Comment êtes-vous devenu commentateur sportif ?

Depuis que je sais parler, je ne pensais qu’à ça. (Rires) C’était évidemment le temps de la radio, à l’époque. Elle me passionnait, et à l’âge de 10 ans, je me faisais des commentaires. Et il n’y avait pas encore les petits enregistreurs comme aujourd’hui. D’ailleurs, si j’avais eu ça… quelle affaire ! Dans ma chambre, j’imitais Luc Varenne avec comme micro, une boîte de conserve… J’avais une admiration sans bornes pour lui.

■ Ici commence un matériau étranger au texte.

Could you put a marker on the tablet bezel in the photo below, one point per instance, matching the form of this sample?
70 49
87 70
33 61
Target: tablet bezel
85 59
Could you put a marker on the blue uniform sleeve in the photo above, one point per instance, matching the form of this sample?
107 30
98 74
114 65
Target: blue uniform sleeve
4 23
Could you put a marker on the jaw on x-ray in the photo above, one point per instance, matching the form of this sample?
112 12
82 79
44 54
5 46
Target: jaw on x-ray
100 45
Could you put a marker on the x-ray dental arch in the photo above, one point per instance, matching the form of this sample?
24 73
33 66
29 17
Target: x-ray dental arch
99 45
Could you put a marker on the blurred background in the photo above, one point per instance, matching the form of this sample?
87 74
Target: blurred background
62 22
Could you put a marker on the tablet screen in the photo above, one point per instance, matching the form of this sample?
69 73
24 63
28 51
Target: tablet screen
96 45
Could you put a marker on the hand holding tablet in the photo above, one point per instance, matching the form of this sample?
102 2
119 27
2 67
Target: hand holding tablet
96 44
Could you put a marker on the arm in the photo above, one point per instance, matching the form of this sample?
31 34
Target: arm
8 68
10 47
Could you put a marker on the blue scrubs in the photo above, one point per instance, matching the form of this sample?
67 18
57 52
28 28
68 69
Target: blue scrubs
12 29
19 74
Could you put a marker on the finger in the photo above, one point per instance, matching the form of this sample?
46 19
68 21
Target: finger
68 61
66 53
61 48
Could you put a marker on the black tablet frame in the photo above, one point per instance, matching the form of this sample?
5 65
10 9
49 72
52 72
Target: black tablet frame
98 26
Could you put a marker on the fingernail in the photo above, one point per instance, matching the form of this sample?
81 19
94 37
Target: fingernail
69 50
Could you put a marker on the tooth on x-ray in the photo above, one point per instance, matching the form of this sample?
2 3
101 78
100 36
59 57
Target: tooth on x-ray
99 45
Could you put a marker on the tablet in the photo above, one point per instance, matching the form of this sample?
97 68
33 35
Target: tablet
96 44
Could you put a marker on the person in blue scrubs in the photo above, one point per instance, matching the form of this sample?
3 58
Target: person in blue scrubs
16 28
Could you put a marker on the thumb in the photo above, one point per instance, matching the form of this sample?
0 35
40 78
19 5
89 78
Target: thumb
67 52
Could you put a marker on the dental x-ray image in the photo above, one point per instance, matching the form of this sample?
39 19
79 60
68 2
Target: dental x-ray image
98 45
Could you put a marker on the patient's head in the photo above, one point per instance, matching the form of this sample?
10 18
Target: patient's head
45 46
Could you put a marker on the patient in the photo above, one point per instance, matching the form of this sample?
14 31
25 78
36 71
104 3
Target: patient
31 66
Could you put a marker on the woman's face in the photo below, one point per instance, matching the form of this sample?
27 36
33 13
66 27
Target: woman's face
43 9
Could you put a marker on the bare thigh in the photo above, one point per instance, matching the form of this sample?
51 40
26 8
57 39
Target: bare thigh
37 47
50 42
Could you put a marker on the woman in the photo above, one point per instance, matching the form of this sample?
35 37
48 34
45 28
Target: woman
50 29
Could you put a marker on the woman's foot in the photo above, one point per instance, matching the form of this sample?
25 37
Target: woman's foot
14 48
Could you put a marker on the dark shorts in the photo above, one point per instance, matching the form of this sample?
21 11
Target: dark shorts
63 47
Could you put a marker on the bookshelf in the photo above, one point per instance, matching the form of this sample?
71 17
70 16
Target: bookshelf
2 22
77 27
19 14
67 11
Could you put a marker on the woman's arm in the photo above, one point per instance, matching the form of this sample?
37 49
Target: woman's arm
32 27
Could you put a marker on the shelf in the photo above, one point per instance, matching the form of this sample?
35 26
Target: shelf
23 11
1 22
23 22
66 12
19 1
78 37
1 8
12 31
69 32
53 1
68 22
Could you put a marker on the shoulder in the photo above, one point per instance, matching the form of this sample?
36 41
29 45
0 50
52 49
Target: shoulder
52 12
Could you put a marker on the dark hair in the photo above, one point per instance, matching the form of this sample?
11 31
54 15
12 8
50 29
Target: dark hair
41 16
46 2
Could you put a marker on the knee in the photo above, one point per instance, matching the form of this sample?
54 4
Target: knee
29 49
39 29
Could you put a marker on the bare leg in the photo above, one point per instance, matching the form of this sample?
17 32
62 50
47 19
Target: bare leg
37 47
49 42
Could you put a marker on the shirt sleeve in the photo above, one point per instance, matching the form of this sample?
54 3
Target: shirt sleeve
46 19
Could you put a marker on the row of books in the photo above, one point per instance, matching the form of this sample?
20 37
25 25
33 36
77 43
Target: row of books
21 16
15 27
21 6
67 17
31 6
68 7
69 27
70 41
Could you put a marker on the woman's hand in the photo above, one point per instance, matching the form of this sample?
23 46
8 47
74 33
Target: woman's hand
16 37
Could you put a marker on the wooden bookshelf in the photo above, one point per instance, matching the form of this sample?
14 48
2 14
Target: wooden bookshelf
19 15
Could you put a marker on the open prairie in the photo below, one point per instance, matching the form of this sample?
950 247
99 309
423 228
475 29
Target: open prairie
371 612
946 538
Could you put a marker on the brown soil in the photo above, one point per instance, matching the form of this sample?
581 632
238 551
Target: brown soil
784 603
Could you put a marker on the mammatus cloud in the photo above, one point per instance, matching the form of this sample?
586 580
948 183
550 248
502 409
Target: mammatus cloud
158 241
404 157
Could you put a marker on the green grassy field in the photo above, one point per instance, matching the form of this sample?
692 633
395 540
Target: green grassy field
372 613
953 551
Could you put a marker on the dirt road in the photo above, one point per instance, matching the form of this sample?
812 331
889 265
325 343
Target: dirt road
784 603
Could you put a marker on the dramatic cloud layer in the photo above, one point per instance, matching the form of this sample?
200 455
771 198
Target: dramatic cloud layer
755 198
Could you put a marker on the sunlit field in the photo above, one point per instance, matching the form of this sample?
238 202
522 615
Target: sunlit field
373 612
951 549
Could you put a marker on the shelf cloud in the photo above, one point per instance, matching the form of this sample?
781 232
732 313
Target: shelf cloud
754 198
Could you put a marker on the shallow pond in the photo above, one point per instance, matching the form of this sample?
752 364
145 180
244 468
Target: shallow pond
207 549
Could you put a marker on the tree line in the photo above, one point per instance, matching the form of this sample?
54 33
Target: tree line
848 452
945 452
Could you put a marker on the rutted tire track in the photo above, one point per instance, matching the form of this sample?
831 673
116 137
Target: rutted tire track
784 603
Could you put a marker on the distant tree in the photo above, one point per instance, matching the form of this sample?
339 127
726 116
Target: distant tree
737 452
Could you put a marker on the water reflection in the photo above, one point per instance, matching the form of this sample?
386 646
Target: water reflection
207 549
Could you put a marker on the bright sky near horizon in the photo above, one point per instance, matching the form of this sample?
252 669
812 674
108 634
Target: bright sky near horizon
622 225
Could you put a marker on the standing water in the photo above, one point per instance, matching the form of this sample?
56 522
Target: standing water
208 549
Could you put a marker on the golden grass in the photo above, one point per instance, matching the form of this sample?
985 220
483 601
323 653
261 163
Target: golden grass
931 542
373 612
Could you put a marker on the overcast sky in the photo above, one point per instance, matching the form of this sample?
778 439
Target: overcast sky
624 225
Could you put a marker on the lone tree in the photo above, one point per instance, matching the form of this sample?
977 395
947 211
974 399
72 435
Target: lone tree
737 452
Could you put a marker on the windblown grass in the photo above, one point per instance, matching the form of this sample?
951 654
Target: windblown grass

Vous avez fait des études spécifiques ?

Non, je suis régent littéraire. J’ai donné cours à Gembloux et à l’athénée d’Andenne (sa ville d’origine, NDLR). À partir de 1962, j’ai cumulé les deux postes (enseignement + radio et télé), mais au fil des années, j’ai diminué mes fonctions dans l’enseignement pour ne garder que la télé. Avant ça, je travaillais un peu sur Radio Namur, le dimanche (l’ancêtre de VivaCité Namur, à l’INR, NDLR) pour deux fois rien. J’étais à peine payé, mais j’étais content parce que j’avais un micro devant moi et je réalisais mon rêve !

Et la télé ?

Je suis allé me présenter à Marc Jeuniaux, qui était à l’époque le patron des sports. C’est un coup de bol incroyable, parce que je n’avais pas de rendez-vous. Je suis arrivé à la Place Flagey, j’ai demandé où était son bureau et j’ai frappé à la porte… Je lui ai expliqué mon parcours de fan de radio et de télé et je lui ai demandé s’il n’avait pas besoin de quelqu’un. Il m’a dit : «Revenez lundi, c’est « Lundi Sports » et après l’émission, vous ferez une présentation, face caméra, en interne.» C’était l’équivalent de «La Tribune» d’aujourd’hui, sur La Deux, mais en moins développé et avec beaucoup moins de moyens. L’émission ne durait qu’une demi-heure.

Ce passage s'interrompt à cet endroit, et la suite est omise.